Example 9: Determination of the promotion effect of ITPRIPL1 monoclonal antibody on PBMC cells killing tumor cells

Flow cytometry proved that the monoclonal antibody that blocks the combination of ITPRIPL1 and CD3E/SEMA3G can promote the killing of tumor cells by PBMC.

The revived PBMC cells were activated with 1 ug/mL Anti-CD3/CD28 (Invitrogen, CA, USA) 24 hours in advance. Count the PBMC cells and Raji cells, adjust the cell number to 4x10 ⁶ /ml or 1x10 ⁶ /ml respectively, add 100 microliters to a 96-well plate (Thermo Fisher, MA, U.S.), and add two different concentrations of monoclonal antibody or control serum, mixed and placed in the incubator for co-incubation for 6 hours. The 96-well plate was taken out, the cells in each well were placed in EP tubes (Axygen, CA, USA), centrifuged at 400 rcf for 5 minutes, and the supernatant was discarded. The washed cells were resuspended with 500 microliters of cell staining buffer (Invitrogen, CA, USA), and the centrifugation and washing were repeated. After centrifugation at 400 rcf for 5 minutes, the supernatant was discarded, and the cells were resuspended and washed with 1 ml of binding buffer (Beyond, Shanghai, China); the centrifugation and washing were repeated.
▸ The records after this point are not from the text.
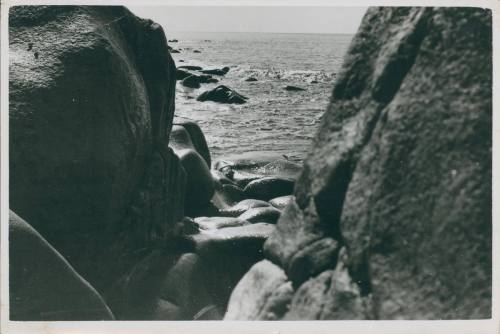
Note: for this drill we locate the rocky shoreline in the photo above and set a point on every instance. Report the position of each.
(118, 212)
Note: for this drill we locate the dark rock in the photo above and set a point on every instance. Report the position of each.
(269, 187)
(246, 167)
(181, 74)
(198, 140)
(399, 176)
(243, 206)
(190, 67)
(281, 202)
(216, 71)
(43, 285)
(194, 80)
(199, 183)
(222, 94)
(227, 254)
(262, 294)
(87, 125)
(294, 88)
(267, 214)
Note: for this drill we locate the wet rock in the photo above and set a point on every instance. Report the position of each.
(222, 94)
(269, 187)
(243, 206)
(294, 88)
(246, 167)
(86, 125)
(281, 202)
(190, 67)
(43, 285)
(216, 71)
(387, 179)
(197, 139)
(199, 183)
(262, 294)
(195, 81)
(215, 223)
(267, 214)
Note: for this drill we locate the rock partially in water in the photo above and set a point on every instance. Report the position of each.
(222, 94)
(243, 206)
(190, 67)
(199, 183)
(43, 285)
(398, 176)
(269, 187)
(266, 214)
(282, 201)
(195, 81)
(216, 71)
(294, 88)
(215, 223)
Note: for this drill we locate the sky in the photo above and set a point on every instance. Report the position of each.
(282, 19)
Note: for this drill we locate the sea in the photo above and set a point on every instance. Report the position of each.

Set up each experiment and control group, add 100 microliters of binding buffer, 5 microliters of Annexin V-FITC (Beyond, Shanghai, China) and 10 microliters of PI (Beyond, Shanghai, China) according to the conditions, and incubate at room temperature for 15 minutes , and then add 400 microliters of binding buffer respectively, transfer to the flow tube (Falcon, NY, the United States) and test on the machine (Miltenyi, Cologne, Germany), the results are shown in Figures 13 and 14, the results show that the same as Compared with the control, among the antibodies, the monoclonal antibody 13B7A6H3/18B12D1A6, which has the effect of blocking the binding of ITPRIPL1 to CD3E/SEMA3G and can bind to P8 (SEQ ID NO.25), significantly increased the killing effect of PBMC on Raji cells.
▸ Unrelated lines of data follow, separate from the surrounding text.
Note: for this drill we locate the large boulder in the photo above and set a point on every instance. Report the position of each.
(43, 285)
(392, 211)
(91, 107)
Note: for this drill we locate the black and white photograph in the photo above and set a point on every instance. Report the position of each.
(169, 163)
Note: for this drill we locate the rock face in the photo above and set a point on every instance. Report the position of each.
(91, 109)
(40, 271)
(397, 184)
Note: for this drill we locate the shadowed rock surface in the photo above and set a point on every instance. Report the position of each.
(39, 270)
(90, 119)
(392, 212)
According to sequencing, the heavy chain sequence of the monoclonal antibody 13B7A6H3 is shown in SEQ ID NO.3, the light chain sequence is shown in SEQ ID NO.4, and the heavy chain variable region VH sequence is shown in SEQ ID NO.5. The variable region VL of the light chain is shown in SEQ ID NO.6, the sequence of the complementary determining region HCDR1 of the heavy chain is shown in SEQ ID NO.7, the sequence of the complementary determining region HCDR2 of the heavy chain is shown in SEQ ID NO.8, and the sequence of the complementary determining region of the heavy chain is shown in SEQ ID NO.8. The sequence of the complementarity determining region HCDR3 is shown in SEQ ID NO.9, the sequence of the light chain complementarity determining region LCDR1 is shown in SEQ ID NO.10, the sequence of the light chain complementarity determining region LCDR2 is KV, and the sequence of the light chain complementarity determining region LCDR3 is KV. The sequence is shown in SEQ ID NO.11; the heavy chain sequence of monoclonal antibody 18B12D1A6 is shown in SEQ ID NO.12, the light chain sequence is shown in SEQ ID NO.13, and the heavy chain variable region VH sequence is shown in SEQ ID NO .14, the light chain variable region VL is shown in SEQ ID NO.15, the sequence of the heavy chain complementarity determining region HCDR1 is shown in SEQ ID NO.7, and the sequence of the heavy chain complementarity determining region HCDR2 is shown in SEQ ID NO.8 As shown, the sequence of the complementarity determining region HCDR3 of the heavy chain is shown in SEQ ID NO.9, the sequence of the complementarity determining region LCDR1 of the light chain is shown in SEQ ID NO.16, the sequence of the complementarity determining region LCDR2 of the light chain is KV, and the sequence of the complementarity determining region LCDR2 of the light chain is KV. The sequence of the complementarity determining region LCDR3 is shown in SEQ ID NO.17.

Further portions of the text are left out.